Frost referenced at one point some teams in the league that quickly improved their standing by finding those right pieces in the portal to fit into what they had. He didn't name names, but Michigan State is probably the lead case study in this from last offseason.

It was recorded in one MLive.com article that Michigan State lost 27 players to the portal between November, 2020, and August, 2021, just before Mel Tucker's team set out on an 11-2 campaign. But MSU in turn added 19 transfer additions in that time. It wasn't known exactly how it was going to work out, of course. Michigan State was not a preseason top 25 team. But the Spartans found the right combination of personnel and belief in the system and what was being built for a top-10 season.

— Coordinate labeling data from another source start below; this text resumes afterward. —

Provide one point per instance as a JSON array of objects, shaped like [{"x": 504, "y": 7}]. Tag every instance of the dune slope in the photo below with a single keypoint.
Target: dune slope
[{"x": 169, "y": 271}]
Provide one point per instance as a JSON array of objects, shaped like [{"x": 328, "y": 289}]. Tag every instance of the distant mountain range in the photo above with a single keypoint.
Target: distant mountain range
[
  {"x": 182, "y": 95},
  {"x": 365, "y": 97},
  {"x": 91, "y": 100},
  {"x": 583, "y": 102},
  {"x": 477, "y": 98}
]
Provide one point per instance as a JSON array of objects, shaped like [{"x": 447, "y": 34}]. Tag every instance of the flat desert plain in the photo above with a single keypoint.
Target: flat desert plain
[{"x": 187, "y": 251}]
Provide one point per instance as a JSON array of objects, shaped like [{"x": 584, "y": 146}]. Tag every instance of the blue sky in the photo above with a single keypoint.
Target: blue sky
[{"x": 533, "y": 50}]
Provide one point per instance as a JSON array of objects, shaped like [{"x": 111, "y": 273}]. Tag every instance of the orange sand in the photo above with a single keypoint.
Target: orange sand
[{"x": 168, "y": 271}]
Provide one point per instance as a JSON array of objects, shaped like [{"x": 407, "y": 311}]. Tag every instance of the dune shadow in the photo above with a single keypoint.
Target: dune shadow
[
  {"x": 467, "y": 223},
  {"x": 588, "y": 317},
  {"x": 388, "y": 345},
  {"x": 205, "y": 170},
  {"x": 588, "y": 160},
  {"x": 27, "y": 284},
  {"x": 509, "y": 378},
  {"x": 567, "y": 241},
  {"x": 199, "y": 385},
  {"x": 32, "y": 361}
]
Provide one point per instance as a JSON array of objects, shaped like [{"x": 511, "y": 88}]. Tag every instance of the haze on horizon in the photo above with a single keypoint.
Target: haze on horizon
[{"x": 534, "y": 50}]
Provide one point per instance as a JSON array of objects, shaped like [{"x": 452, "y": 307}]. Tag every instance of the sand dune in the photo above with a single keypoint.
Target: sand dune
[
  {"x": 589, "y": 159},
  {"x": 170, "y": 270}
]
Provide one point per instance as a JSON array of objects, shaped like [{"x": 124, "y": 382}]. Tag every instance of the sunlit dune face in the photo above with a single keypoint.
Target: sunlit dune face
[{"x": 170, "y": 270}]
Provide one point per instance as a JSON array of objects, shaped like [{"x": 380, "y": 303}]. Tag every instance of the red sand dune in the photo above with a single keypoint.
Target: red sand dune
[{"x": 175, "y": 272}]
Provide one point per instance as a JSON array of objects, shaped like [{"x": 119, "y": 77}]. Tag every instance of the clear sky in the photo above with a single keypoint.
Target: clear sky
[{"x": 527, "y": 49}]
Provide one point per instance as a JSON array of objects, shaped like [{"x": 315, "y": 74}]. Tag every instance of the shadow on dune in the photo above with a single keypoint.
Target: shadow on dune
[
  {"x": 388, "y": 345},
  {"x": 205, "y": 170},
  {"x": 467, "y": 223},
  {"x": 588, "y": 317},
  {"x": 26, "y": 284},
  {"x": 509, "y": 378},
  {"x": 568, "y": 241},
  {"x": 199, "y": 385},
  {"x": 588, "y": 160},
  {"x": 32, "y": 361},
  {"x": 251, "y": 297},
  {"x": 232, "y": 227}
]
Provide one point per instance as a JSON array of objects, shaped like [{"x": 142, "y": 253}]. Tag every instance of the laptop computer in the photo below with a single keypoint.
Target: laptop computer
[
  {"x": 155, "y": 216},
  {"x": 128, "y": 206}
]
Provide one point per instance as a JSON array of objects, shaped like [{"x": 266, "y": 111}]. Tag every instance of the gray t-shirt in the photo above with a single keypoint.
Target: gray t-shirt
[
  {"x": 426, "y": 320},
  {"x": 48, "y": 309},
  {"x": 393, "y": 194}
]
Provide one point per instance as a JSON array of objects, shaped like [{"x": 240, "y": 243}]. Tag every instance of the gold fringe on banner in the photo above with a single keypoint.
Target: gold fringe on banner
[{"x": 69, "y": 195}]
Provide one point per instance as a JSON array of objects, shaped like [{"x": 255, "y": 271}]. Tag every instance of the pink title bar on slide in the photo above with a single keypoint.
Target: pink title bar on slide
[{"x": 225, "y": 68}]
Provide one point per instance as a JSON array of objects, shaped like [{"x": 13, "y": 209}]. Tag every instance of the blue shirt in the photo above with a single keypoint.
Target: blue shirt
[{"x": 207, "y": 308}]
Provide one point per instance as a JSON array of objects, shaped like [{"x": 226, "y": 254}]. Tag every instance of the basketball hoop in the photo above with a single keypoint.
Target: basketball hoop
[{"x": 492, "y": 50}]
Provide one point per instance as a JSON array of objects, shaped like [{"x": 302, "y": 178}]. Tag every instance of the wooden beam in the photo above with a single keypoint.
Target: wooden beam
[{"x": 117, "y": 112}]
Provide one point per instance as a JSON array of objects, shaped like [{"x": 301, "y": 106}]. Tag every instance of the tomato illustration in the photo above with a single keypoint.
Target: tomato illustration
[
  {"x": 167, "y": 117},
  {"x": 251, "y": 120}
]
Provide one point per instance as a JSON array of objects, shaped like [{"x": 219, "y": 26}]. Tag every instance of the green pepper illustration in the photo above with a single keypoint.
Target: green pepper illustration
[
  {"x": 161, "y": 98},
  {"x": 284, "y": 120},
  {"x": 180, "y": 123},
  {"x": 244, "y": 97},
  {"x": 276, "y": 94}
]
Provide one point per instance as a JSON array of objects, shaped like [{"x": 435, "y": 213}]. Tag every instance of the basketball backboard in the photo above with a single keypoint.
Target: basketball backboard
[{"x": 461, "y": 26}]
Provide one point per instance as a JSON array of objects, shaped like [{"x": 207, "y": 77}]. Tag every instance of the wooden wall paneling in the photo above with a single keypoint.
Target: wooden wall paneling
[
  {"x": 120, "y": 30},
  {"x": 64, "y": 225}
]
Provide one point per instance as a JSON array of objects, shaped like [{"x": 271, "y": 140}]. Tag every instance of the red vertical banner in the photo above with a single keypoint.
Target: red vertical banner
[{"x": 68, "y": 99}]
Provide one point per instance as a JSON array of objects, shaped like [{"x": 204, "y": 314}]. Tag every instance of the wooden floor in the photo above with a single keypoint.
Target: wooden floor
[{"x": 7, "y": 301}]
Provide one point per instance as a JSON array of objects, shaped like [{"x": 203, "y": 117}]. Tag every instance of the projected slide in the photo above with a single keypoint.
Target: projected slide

“The players that we acquire, the players that we recruit, that we bring here, right away they feel that culture,” Tucker told MLive.com. “We onboard them, we explain to them what this is all about and how we go about our business on a day-to-day basis. And that’s after a lot of research and background checks, character references and things like that to make sure that the players that we bring here, they fit into our culture because everybody that’s in the portal is not for us. We do our due diligence and we feel like our culture is one where we can add players that are the right fit that can help us win football games.”

Can Michigan State back that up consistently? The jury is out, and you better still have some foundation in place that you're setting your new portal pieces atop.

But the portal remodeling game is picking up among other high-profile programs. Look at the top 10 teams in the portal rankings just above Nebraska right now: Oklahoma, Ole Miss, Florida and trying-to-find-it-again Florida State are all there.

The Huskers are playing a bigger portal hand than most so far, but it's certainly a growing hand for teams across the country.

In the Big Ten, only Indiana has added as many from the portal so far as Nebraska. The Hoosiers have 10 gained from the portal. Purdue and Minnesota have both picked up six. Michigan State, perhaps a little more settled this go round, has added four. So the Huskers are playing a bigger portal hand than most so far, but it's certainly a growing hand for teams across the country.

It's also worth recognizing that in certain cases Nebraska has added portal prospects the staff is already plenty familiar with from their high school recruitment.

Defensive back Tommi Hill from Arizona State might have been in the last Husker class had COVID not canceled his visit chance to Lincoln. Offensive lineman Kevin Williams Jr. is an Omaha North grad who had been to Husker camps. Running back Deondre Jackson from Texas A&M is a Georgia native and had a connection with Sean Beckton. Trey Palmer followed Mickey Joseph from LSU to Nebraska.

So there wasn't a ton of extra homework on some of these guys involved.

"You never when you're recruiting somebody," said Husker defensive coordinator Erik Chinander. "And sometimes you might tell somebody the truth and it may come to fruition and they all of a sudden call you and say, 'Coach, exactly what you told me was going to happen, happened. Can I come back to Nebraska?' ... And sometimes that relationship that you built with those young me and their families, if it's handled that right way, sometimes that can lead to a second opportunity for both the young man and the school."